Article 2 (2) of the EU directive  defines “public authority” in three different ways.  For our purposes the relevant issue related to paragraph b) of Article 2 (2) which establishes the concept of a public authority being a person performing “public administrative functions”. 

In the Fish Legal case, the European Court has concluded that the definition was met if it could be said that the entity was performing “services of public interest… and which are for this purpose vested with special powers beyond those which result from the normal rules applicable in relations between persons governed by private law”.  

The sort of issues which the European court said would be relevant to that analysis were matters such as the power to make byelaws and the power to regulate access to the service (in the case of water companies by imposing hose pipe bans and cutting off the water supply).  

How in fact this test is to be applied within the specific context of the Fish Legal case has been referred back to the UK Upper Tribunal.  The precise implications for UK law have therefore yet to be resolved.  There must, however, be a risk of a conclusion that some of the powers exercised by the water companies fall within the European Court’s definition of  “public administrative functions”.  

Furthermore, given the parallels between the privatised water industry and ports, the final determination of the Fish Legal case could also have important implications for ports. 

The practical implications of public law challenge for ports

Applying the principles laid down by the European court in Fish Legal, it is arguable that a range of activities carried out by harbour authorities constitute the exercise of “public functions”.  

Under section 33 of the Harbours Docks and Pier Clauses Act 1847, in return for payment of harbour dues, port authorities are required to allow public access to the harbour or port.

Their functions – including those of navigation and dredging - are intended to regulate that access.

They too have the power to make applications to the Secretary of State to expropriate land.   They also control the operation of ports through bye laws.

But for the existence of the harbour authorities, the government would almost certainly have to intervene and regulate the activities of ports.  Theirs is also a regulatory framework which individuals have no alternative but to submit to in order to access ports.

Furthermore, if there is a risk of some of the activities of ports being deemed to be public functions, then there is also a risk that the decisions of a port authority could be challenged by judicial review.
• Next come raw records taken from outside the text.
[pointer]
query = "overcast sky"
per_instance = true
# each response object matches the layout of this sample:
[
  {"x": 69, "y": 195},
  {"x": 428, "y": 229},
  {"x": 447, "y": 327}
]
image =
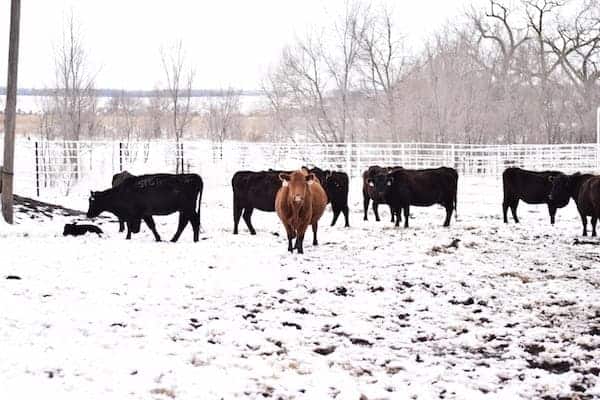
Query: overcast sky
[{"x": 230, "y": 42}]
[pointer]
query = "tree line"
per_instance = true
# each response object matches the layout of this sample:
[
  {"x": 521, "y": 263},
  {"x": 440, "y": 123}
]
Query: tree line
[
  {"x": 524, "y": 71},
  {"x": 507, "y": 71}
]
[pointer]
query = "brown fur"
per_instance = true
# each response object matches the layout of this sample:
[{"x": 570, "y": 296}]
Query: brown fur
[{"x": 297, "y": 215}]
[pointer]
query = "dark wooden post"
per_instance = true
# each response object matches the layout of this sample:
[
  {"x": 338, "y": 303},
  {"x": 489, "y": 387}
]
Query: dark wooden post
[
  {"x": 37, "y": 170},
  {"x": 10, "y": 113},
  {"x": 120, "y": 156}
]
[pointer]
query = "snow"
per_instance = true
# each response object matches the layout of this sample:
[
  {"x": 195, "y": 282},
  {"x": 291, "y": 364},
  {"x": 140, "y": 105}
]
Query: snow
[{"x": 511, "y": 312}]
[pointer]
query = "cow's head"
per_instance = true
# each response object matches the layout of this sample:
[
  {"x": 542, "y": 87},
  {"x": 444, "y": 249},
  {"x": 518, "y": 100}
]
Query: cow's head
[
  {"x": 379, "y": 185},
  {"x": 95, "y": 204},
  {"x": 561, "y": 189},
  {"x": 297, "y": 183},
  {"x": 69, "y": 229}
]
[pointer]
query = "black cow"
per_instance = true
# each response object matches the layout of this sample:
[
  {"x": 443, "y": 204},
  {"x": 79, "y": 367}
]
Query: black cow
[
  {"x": 375, "y": 172},
  {"x": 533, "y": 187},
  {"x": 117, "y": 179},
  {"x": 143, "y": 196},
  {"x": 408, "y": 187},
  {"x": 584, "y": 189},
  {"x": 78, "y": 230},
  {"x": 336, "y": 185},
  {"x": 253, "y": 190}
]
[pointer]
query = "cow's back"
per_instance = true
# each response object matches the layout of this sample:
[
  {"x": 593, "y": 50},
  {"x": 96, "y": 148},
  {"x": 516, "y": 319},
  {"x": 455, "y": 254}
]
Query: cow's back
[
  {"x": 589, "y": 197},
  {"x": 533, "y": 187},
  {"x": 160, "y": 194},
  {"x": 256, "y": 189}
]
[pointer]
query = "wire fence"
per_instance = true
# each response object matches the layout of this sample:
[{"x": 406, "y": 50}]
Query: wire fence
[{"x": 60, "y": 166}]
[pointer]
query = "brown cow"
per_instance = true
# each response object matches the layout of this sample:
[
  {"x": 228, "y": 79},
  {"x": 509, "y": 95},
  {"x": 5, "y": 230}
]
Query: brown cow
[{"x": 300, "y": 202}]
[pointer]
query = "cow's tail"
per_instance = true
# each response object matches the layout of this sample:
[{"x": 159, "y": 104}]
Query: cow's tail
[
  {"x": 200, "y": 204},
  {"x": 455, "y": 197}
]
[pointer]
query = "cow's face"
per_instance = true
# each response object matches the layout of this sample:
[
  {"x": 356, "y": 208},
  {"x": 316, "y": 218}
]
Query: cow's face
[
  {"x": 95, "y": 207},
  {"x": 68, "y": 229},
  {"x": 561, "y": 189},
  {"x": 297, "y": 184},
  {"x": 379, "y": 185}
]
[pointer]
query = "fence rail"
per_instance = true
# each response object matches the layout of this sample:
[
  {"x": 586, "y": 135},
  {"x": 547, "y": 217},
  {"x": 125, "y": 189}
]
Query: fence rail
[{"x": 46, "y": 166}]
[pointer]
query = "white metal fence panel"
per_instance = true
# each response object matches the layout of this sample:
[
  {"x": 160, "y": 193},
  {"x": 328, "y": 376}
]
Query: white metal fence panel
[{"x": 62, "y": 166}]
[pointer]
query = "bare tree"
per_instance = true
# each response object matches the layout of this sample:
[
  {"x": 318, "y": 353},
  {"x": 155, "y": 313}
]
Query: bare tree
[
  {"x": 342, "y": 57},
  {"x": 179, "y": 79},
  {"x": 383, "y": 55},
  {"x": 74, "y": 97},
  {"x": 223, "y": 116}
]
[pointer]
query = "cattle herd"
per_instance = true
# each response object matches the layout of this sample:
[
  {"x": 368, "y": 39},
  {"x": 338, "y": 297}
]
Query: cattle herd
[{"x": 300, "y": 197}]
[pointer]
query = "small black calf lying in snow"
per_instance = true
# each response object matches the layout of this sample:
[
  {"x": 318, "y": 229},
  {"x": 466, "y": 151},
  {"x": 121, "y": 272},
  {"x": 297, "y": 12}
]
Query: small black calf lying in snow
[{"x": 78, "y": 230}]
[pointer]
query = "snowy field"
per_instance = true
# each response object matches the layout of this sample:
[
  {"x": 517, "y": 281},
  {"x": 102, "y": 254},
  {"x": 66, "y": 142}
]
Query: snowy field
[{"x": 478, "y": 310}]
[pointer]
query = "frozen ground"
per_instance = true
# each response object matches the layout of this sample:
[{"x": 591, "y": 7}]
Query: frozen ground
[{"x": 508, "y": 311}]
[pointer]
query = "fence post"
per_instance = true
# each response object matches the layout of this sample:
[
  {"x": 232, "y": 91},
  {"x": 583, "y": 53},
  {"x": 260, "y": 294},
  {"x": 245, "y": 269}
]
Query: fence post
[
  {"x": 37, "y": 170},
  {"x": 182, "y": 160},
  {"x": 348, "y": 158},
  {"x": 120, "y": 156}
]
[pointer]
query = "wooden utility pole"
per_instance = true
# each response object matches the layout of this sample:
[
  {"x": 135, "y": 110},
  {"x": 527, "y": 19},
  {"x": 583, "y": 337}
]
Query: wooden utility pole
[{"x": 10, "y": 113}]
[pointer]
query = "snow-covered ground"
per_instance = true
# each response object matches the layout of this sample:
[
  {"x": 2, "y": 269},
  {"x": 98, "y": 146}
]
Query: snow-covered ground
[{"x": 507, "y": 311}]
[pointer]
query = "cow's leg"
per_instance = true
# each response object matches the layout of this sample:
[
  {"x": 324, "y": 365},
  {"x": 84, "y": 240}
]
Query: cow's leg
[
  {"x": 552, "y": 212},
  {"x": 237, "y": 213},
  {"x": 195, "y": 221},
  {"x": 513, "y": 209},
  {"x": 448, "y": 214},
  {"x": 291, "y": 235},
  {"x": 376, "y": 210},
  {"x": 248, "y": 220},
  {"x": 183, "y": 220},
  {"x": 150, "y": 222},
  {"x": 299, "y": 240},
  {"x": 336, "y": 214},
  {"x": 346, "y": 211},
  {"x": 366, "y": 200},
  {"x": 128, "y": 237},
  {"x": 584, "y": 222}
]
What does this mean in practice?

The prospect of decisions by ports authorities being susceptible to judicial review challenge introduces a new dimension to the way they are made.  If a port authority is exercising public law functions it must concern itself in how – as well as what- it decides.
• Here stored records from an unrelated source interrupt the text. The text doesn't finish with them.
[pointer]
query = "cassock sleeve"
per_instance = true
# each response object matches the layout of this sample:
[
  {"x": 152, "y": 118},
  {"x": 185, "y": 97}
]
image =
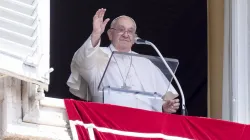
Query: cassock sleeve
[
  {"x": 161, "y": 85},
  {"x": 82, "y": 69}
]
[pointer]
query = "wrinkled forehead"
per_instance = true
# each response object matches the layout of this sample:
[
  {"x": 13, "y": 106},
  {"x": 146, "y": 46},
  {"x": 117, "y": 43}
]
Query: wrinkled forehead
[{"x": 124, "y": 21}]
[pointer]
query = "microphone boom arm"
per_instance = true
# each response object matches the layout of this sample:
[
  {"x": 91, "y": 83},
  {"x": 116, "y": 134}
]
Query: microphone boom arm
[{"x": 141, "y": 41}]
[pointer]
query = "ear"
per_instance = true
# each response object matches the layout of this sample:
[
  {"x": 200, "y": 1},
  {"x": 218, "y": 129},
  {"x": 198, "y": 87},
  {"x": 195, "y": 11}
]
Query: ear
[
  {"x": 134, "y": 38},
  {"x": 109, "y": 34}
]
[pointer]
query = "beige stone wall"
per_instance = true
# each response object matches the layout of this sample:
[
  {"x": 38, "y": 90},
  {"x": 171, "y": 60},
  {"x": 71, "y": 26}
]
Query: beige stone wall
[{"x": 215, "y": 56}]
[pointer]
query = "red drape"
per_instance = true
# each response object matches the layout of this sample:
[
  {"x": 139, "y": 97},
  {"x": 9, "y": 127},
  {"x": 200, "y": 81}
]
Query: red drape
[{"x": 141, "y": 121}]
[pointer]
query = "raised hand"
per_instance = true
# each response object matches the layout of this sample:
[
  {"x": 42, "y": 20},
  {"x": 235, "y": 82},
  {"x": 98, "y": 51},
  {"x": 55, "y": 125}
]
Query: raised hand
[
  {"x": 98, "y": 23},
  {"x": 171, "y": 106}
]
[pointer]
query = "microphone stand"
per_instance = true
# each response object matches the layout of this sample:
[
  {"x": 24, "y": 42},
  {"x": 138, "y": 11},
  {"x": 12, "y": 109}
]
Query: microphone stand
[{"x": 141, "y": 41}]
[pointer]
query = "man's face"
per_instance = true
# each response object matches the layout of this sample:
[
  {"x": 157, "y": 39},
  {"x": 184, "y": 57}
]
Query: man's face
[{"x": 122, "y": 34}]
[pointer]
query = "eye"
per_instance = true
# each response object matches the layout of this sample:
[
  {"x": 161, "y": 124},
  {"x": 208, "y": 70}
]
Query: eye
[{"x": 121, "y": 30}]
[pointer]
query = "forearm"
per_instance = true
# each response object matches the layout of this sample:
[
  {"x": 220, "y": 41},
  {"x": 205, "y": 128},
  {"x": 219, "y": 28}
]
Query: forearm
[{"x": 95, "y": 39}]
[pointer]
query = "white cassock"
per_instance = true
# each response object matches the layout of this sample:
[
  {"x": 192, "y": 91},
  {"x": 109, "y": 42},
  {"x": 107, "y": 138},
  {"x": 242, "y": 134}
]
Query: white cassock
[{"x": 88, "y": 66}]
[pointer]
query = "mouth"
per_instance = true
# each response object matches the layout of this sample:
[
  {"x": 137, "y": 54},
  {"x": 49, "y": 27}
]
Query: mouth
[{"x": 124, "y": 40}]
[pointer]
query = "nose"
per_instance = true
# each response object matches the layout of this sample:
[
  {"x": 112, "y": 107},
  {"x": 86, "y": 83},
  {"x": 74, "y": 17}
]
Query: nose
[{"x": 125, "y": 34}]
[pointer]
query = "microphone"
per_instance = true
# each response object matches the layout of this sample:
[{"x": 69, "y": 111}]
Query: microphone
[
  {"x": 145, "y": 42},
  {"x": 140, "y": 41}
]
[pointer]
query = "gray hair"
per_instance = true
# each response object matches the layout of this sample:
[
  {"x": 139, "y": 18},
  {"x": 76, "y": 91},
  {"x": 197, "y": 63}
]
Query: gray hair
[{"x": 115, "y": 20}]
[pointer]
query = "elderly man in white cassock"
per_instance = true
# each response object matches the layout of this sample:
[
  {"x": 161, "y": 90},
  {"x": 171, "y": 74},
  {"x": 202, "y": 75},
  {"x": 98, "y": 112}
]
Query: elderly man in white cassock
[{"x": 90, "y": 60}]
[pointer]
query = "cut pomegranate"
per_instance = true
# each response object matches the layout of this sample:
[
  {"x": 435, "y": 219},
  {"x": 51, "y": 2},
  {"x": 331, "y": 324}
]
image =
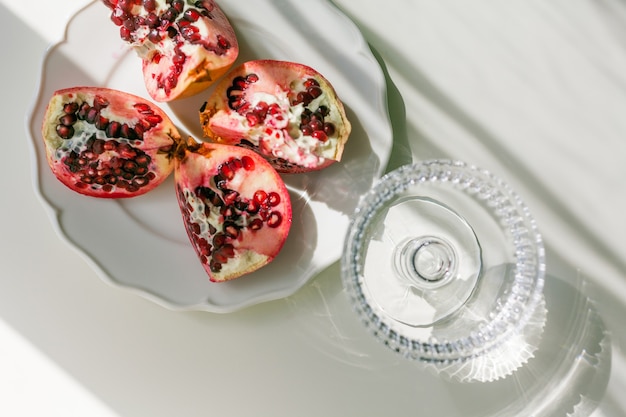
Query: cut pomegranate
[
  {"x": 287, "y": 112},
  {"x": 235, "y": 206},
  {"x": 185, "y": 45},
  {"x": 107, "y": 143}
]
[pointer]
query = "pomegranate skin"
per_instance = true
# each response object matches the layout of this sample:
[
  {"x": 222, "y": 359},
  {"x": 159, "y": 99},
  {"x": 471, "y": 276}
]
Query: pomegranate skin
[
  {"x": 106, "y": 143},
  {"x": 184, "y": 46},
  {"x": 286, "y": 111},
  {"x": 236, "y": 208}
]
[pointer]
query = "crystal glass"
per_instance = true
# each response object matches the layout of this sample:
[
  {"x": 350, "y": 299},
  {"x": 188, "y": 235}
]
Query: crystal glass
[{"x": 444, "y": 263}]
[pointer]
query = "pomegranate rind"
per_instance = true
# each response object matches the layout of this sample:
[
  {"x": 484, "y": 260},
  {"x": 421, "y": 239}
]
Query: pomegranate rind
[
  {"x": 252, "y": 248},
  {"x": 207, "y": 40},
  {"x": 74, "y": 161},
  {"x": 278, "y": 135}
]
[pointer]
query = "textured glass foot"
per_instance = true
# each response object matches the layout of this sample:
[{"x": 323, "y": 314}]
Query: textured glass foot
[{"x": 443, "y": 262}]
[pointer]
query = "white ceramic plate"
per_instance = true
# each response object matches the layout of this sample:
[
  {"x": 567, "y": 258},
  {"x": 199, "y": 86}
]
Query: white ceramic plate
[{"x": 140, "y": 243}]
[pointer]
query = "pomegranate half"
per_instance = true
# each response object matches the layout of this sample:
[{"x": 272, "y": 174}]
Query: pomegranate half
[
  {"x": 286, "y": 111},
  {"x": 235, "y": 206},
  {"x": 184, "y": 45},
  {"x": 107, "y": 143}
]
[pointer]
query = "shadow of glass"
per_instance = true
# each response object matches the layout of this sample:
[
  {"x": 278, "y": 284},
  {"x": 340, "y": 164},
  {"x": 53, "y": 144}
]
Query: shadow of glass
[{"x": 566, "y": 374}]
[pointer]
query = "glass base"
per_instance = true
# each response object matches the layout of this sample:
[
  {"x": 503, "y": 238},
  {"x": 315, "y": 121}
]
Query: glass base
[{"x": 443, "y": 262}]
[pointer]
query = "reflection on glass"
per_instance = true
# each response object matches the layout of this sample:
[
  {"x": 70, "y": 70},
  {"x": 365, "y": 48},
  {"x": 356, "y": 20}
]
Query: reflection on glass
[{"x": 443, "y": 262}]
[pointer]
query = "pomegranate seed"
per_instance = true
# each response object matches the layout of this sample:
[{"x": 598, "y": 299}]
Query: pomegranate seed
[
  {"x": 125, "y": 34},
  {"x": 68, "y": 119},
  {"x": 248, "y": 163},
  {"x": 320, "y": 135},
  {"x": 70, "y": 108},
  {"x": 222, "y": 42},
  {"x": 113, "y": 129},
  {"x": 275, "y": 219},
  {"x": 273, "y": 199},
  {"x": 256, "y": 224},
  {"x": 192, "y": 15},
  {"x": 314, "y": 92},
  {"x": 149, "y": 5},
  {"x": 253, "y": 119},
  {"x": 311, "y": 82},
  {"x": 142, "y": 108},
  {"x": 329, "y": 128}
]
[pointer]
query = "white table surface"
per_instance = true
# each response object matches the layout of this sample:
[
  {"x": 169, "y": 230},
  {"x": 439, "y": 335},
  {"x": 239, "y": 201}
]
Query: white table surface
[{"x": 535, "y": 91}]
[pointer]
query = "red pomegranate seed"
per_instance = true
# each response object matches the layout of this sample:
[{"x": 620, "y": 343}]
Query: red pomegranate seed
[
  {"x": 273, "y": 199},
  {"x": 275, "y": 219},
  {"x": 248, "y": 163}
]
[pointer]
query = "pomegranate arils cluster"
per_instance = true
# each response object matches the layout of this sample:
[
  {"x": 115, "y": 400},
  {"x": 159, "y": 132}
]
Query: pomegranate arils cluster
[
  {"x": 286, "y": 111},
  {"x": 236, "y": 208},
  {"x": 185, "y": 45},
  {"x": 231, "y": 213},
  {"x": 105, "y": 143}
]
The prospect of the lawfulness of decisions being challenged by judicial review proceedings also presents the risk of greater uncertainty for both the ports themselves and those with whom they do business.   Full blown judicial review proceedings can take over a year to resolve - with all the uncertainty about the status of the decision under challenge in the meantime.

High profile judicial reviews are also on the increase.  Recent years have seen challenges to decisions such as the future of the Olympic stadium, GCSE English results and even the burial place of Richard III.   Such cases serve to emphasise the reputational sensitivities for judicial reviews played out in the media spotlight.

On one level ports have nothing to fear from this possibility if their processes are fair and robust.   The fact remains however that the potential for judicial review challenge raises the possibility of scrutiny not previously experienced by ports.  They would therefore be well advised to consider what the implications might be for their internal systems and decision making processes as the possibility of this legal development looms over the horizon.